А Римский-Корсаков опять приревновал:
– Все-таки в исходном варианте картина гармоничнее.
– Об исходном варианте забыто, мой друг.
– Живем от тура до тура. Или, если повезет, с кубковыми играми посреди недели, – затосковала Карина. – Интересно, а в Раменском Адвокат выпустит Владика? Хочу Владика!
Николай Андреевич уже устал от обилия мужчин, которые чем-то могли нравиться его непостижимому ангелу. Устал и озлобился:
– А что мы стоим на холоде? Матч закончился, коньяк тоже, гладиаторов своих вы, Алексей Кондратьевич, развесили вместо милых русскому сердцу птичьих гнезд. Что еще нужно?
– Да ничего. Сфотографируем сейчас то, что получилось, а Карина в Питере перенесет со своими ребятами на баннер.
– Не забудьте телевизор убрать, а то он вам всю картину испортит, – смягчился композитор.
– Непременно.
Пришло время расстаться. Саврасов побрел к своей машине, а Карина к железнодорожной станции, чтобы отправиться к себе домой в Санкт-Петербург. Николай Андреевич, естественно, вызвался ее провожать чуть ли не до поезда. Они оказались за забором, стали спускаться к церкви, но тут из-за сарая к ним довольно ретиво устремились два габаритных молодца, в одном из которых композитор узнал дебошира, растягивавшего транспарант в опере. Он хотел с ними объясниться цивилизованно и добротой, своим педагогическим тактом смягчить их уличную агрессию, но Карина совершила неожиданную акцию. Она толкнула одного из хулиганов прямо на Николая Андреевича и крикнула:
– Все у него!
А сама бросилась со всех ног удирать. Шпана в красно-белых шарфиках отчего-то сразу ей поверила и в четыре руки надавала композитору тумаков.
– Сразу отдашь или еще порезвимся?
– Я не понимаю, о чем вы? Если о деньгах, то у меня чуть больше тысячи. Берите, но оставьте на билет.
– Тысячу возьмем, конечно. Но ты нам наивняка не заговаривай, – человеконенавистничал оперный злодей. – Отдавай главное!
– А что главное?
Вопрос Николая Андреевича прозвучал, наверное, слишком философски. Почти созвучно пилатовскому вопросу «Что есть истина?». И это, по-видимому, особенно взбесило разбойников, которые вкладывали в свое требование нечто сугубо житейское.

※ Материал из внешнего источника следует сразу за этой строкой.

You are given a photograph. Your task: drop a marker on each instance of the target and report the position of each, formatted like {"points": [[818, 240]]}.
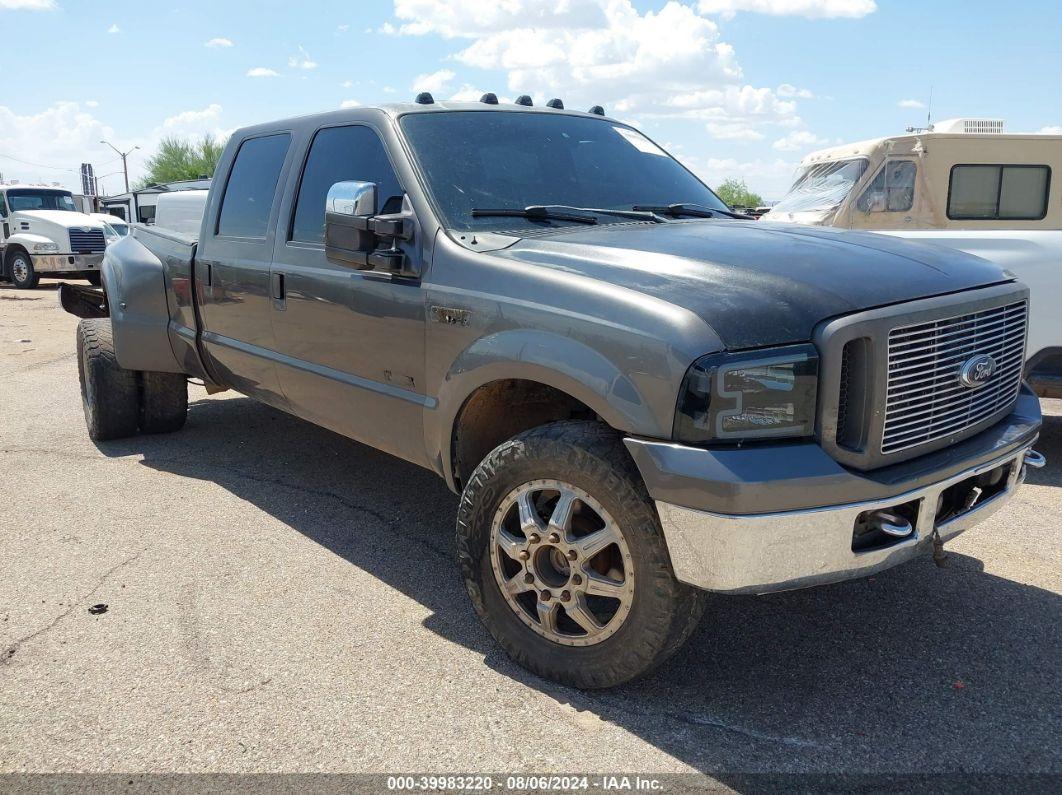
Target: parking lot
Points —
{"points": [[283, 599]]}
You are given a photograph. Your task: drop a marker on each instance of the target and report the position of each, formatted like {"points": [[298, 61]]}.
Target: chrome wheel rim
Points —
{"points": [[19, 269], [562, 563]]}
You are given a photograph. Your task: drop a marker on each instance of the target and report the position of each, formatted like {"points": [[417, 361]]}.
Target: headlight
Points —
{"points": [[759, 394]]}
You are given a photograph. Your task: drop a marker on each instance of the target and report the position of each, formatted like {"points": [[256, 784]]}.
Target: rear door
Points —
{"points": [[233, 270], [349, 343]]}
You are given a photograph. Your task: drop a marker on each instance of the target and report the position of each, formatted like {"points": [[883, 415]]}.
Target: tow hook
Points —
{"points": [[1034, 460], [939, 556]]}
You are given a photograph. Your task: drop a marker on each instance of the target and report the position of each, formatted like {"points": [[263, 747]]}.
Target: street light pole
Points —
{"points": [[123, 155]]}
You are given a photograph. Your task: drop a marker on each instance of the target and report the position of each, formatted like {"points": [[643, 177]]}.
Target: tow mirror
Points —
{"points": [[348, 237]]}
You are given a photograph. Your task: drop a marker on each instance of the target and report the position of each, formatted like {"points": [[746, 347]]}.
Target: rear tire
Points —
{"points": [[22, 275], [655, 612], [164, 401], [108, 392]]}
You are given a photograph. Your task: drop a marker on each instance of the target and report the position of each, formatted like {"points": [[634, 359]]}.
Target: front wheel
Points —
{"points": [[564, 558], [22, 275]]}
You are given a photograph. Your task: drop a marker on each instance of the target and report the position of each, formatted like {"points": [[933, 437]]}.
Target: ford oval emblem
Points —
{"points": [[976, 372]]}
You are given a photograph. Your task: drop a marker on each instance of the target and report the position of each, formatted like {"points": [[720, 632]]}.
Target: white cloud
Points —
{"points": [[209, 115], [734, 132], [665, 63], [799, 139], [303, 61], [809, 9], [57, 139], [27, 4], [435, 83], [458, 18], [789, 91]]}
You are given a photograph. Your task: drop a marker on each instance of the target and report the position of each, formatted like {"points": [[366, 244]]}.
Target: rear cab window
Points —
{"points": [[998, 192], [341, 154], [251, 188]]}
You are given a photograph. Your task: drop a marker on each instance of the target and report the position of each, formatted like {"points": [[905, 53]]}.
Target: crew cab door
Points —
{"points": [[349, 343], [233, 270]]}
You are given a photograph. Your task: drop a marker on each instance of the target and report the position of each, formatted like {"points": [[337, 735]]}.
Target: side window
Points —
{"points": [[998, 192], [892, 190], [340, 154], [252, 186]]}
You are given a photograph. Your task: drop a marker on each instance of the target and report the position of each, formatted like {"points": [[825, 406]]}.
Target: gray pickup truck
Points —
{"points": [[640, 396]]}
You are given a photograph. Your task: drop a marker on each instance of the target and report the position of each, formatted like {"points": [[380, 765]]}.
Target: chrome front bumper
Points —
{"points": [[781, 551], [66, 262]]}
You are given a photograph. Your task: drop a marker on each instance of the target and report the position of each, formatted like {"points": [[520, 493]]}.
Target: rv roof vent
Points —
{"points": [[970, 126]]}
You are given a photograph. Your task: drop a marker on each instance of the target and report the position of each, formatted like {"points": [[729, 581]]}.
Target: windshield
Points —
{"points": [[28, 199], [503, 159], [822, 186]]}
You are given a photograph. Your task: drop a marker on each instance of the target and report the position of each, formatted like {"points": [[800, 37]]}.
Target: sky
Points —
{"points": [[733, 88]]}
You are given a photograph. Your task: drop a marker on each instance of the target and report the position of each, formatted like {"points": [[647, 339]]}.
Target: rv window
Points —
{"points": [[892, 190], [998, 192]]}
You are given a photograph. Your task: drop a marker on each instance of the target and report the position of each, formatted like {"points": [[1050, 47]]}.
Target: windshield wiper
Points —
{"points": [[567, 212], [535, 212], [691, 210]]}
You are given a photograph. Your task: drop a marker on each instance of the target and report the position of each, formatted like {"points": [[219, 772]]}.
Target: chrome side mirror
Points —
{"points": [[348, 236]]}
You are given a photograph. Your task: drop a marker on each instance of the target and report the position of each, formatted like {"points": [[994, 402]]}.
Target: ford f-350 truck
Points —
{"points": [[639, 397]]}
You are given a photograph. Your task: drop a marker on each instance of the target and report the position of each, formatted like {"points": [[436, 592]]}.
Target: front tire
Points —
{"points": [[564, 559], [22, 275], [108, 392]]}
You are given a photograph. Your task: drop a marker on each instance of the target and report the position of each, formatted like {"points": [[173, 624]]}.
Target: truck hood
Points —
{"points": [[754, 282], [65, 219]]}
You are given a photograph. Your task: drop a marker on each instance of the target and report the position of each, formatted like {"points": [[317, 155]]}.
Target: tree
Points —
{"points": [[177, 158], [736, 193]]}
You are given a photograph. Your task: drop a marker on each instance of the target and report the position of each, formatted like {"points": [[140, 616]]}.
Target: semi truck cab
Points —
{"points": [[43, 234]]}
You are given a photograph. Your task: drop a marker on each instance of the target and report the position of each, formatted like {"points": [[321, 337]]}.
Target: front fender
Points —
{"points": [[135, 289], [28, 240], [550, 359]]}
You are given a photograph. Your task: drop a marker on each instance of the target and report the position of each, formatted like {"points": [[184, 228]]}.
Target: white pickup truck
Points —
{"points": [[964, 185], [43, 234]]}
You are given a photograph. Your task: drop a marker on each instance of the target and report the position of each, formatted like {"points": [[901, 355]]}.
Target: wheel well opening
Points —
{"points": [[500, 410]]}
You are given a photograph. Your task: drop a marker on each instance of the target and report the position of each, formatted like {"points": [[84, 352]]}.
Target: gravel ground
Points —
{"points": [[281, 599]]}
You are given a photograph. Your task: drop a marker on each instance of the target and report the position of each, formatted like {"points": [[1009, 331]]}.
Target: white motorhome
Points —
{"points": [[43, 234], [963, 184]]}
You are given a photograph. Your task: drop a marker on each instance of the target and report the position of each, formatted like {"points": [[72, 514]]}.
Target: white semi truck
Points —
{"points": [[43, 234]]}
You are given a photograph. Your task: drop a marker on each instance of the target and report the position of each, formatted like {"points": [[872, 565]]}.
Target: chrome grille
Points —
{"points": [[86, 242], [925, 399]]}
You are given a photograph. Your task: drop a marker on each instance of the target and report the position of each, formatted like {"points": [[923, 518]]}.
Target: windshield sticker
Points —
{"points": [[640, 142]]}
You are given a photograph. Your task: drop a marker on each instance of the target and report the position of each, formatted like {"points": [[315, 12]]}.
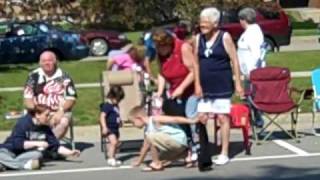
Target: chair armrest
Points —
{"points": [[300, 92]]}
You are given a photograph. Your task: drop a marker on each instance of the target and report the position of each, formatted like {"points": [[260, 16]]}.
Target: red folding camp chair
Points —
{"points": [[270, 93], [240, 118]]}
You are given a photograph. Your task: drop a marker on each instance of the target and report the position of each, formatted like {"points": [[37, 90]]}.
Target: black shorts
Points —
{"points": [[113, 131]]}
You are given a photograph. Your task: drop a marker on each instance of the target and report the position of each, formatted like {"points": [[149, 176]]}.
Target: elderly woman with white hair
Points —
{"points": [[249, 49], [218, 63]]}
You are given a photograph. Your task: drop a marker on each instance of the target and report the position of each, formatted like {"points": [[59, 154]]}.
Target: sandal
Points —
{"points": [[151, 168], [191, 164]]}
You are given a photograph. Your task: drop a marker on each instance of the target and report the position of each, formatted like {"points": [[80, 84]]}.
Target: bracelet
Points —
{"points": [[61, 109]]}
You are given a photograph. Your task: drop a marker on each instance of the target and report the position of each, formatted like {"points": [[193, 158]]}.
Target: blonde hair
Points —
{"points": [[136, 111], [211, 13]]}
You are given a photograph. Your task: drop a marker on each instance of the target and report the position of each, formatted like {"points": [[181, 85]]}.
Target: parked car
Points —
{"points": [[277, 30], [102, 41], [23, 42]]}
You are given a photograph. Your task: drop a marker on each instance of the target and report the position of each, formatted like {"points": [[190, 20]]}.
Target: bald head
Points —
{"points": [[48, 62]]}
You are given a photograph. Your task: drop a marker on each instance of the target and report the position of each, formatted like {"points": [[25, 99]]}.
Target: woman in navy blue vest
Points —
{"points": [[218, 63]]}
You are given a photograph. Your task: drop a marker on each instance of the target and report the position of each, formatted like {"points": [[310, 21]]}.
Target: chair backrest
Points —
{"points": [[270, 89], [240, 115], [315, 79], [129, 81]]}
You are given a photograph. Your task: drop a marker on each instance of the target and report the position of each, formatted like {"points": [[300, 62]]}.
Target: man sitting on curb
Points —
{"points": [[30, 137]]}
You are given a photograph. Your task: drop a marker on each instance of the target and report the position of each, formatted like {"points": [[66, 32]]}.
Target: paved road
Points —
{"points": [[275, 159], [272, 160]]}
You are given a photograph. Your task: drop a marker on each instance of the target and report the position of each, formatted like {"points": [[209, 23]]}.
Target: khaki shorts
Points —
{"points": [[168, 147], [67, 115]]}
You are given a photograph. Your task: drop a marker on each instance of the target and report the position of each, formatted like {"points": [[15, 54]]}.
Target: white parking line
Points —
{"points": [[290, 147], [48, 172], [63, 171]]}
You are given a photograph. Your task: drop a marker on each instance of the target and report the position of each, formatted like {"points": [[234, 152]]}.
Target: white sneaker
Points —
{"points": [[194, 157], [114, 162], [221, 160], [32, 164]]}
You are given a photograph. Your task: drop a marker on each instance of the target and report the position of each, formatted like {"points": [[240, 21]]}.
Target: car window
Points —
{"points": [[23, 30], [44, 28], [4, 28], [229, 16]]}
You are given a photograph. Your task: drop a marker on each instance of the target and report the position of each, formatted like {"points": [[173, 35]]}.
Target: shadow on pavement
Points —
{"points": [[270, 172], [81, 146]]}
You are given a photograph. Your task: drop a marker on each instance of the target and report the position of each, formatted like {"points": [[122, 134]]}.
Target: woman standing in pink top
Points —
{"points": [[126, 61]]}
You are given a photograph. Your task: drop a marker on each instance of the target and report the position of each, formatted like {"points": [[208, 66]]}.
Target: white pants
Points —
{"points": [[219, 106]]}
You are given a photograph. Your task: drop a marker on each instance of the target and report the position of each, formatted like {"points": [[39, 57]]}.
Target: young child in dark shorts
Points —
{"points": [[110, 122]]}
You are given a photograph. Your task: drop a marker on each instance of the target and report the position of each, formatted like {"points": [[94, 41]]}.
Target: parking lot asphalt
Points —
{"points": [[280, 158]]}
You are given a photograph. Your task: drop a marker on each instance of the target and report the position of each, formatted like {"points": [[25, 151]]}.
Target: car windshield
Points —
{"points": [[44, 28]]}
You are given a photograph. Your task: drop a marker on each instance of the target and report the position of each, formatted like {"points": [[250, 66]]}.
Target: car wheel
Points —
{"points": [[98, 47], [270, 45]]}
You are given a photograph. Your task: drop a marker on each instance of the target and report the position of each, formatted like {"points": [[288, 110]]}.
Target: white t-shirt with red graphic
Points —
{"points": [[51, 91]]}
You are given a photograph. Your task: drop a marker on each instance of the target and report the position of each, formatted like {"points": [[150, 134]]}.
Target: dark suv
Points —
{"points": [[277, 29], [23, 42]]}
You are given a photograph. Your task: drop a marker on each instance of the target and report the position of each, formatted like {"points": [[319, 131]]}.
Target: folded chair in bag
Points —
{"points": [[129, 81], [315, 78], [270, 93], [240, 118]]}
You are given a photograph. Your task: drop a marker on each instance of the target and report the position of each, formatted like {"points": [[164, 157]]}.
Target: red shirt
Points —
{"points": [[173, 69]]}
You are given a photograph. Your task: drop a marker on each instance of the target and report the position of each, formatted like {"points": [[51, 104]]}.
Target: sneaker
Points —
{"points": [[114, 162], [221, 160], [32, 164], [194, 157]]}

– Ах ты, сральник культурной столицы! Московский суппорт разводить вздумал?
Напарник подонка из оперы пихнул Римского-Корсакова в грудь. Тот упал и больно ударился затылком о стенку сарая. Нападавшие, воспользовавшись его неудачным падением, тут же пробили коваными ботинками в и без того маломощный профессорский пах. Николай Андреевич увидел крест на вершине церкви, и колокола в угрюмых арках могуче ударили своими звучными языками перед тем, как у него отключилось сознание.
Картина четвертая
Годичная дисквалификация
Очнуться заставил тоже звон. Звон в прихожей. Он энергично соскочил с дивана, но почувствовал ломоту и слабость в нижней части тела. И под ребрами болело. Николай Андреевич прильнул к глазку и увидел ангела в его житейской ипостаси. Карина вбежала в квартиру и обняла своего нового друга. Композитор, как и в прошлый раз, ощутил физическое волнение, но тут оно доставило и неприятные ощущения. Сразу припомнились подробности столкновения у обветшалой колокольни.
Но кажется, это не первый раз, когда ему приходилось драться из-за футбола. Сейчас он вспомнил про загадочный MAGIC, который, как ему мерещилось, радикально изменил его жизнь. Правда, в психиатрической клинике, где он профилактически лежал год назад, его уверили, что никакого MAGIC не существовало. В любом случае ангелу, который слетел в его обитель, о своих сомнениях рассказывать не стоило.
– Ты настоящий герой! Ты спас меня, – восхищалась Карина.
– Да что ты, разве я мог поступить иначе? – сконфузился Николай Андреевич.
– Вступить в бой с двумя ультрас – жесткач!
– Чего хотели эти негодяи?
– Ничего, пусть сунутся к нам в Питер – мы им наваляем. – Карина пропустила вопрос мимо ушей. – Но они тебя подбили. Где у тебя болит?
Николай Андреевич тоже уклонился от ответа и не стал конкретизировать. Зато он захотел конкретизировать текущее время и пристально вгляделся в огромное табло, озарявшее таинственным электронным светом сумрачную холостяцкую прихожую. Часы настойчиво просились на помойку. Потому что показывали восемнадцатое число. Пятнадцать минут двенадцатого и восемнадцатое марта. Николай Андреевич возмутился, но Карина заступилась за прибор. Показала те же цифры на своих наручных часах.
– Я мог, конечно, забыться на день. Из-за болевого шока. Но ведь не на неделю же!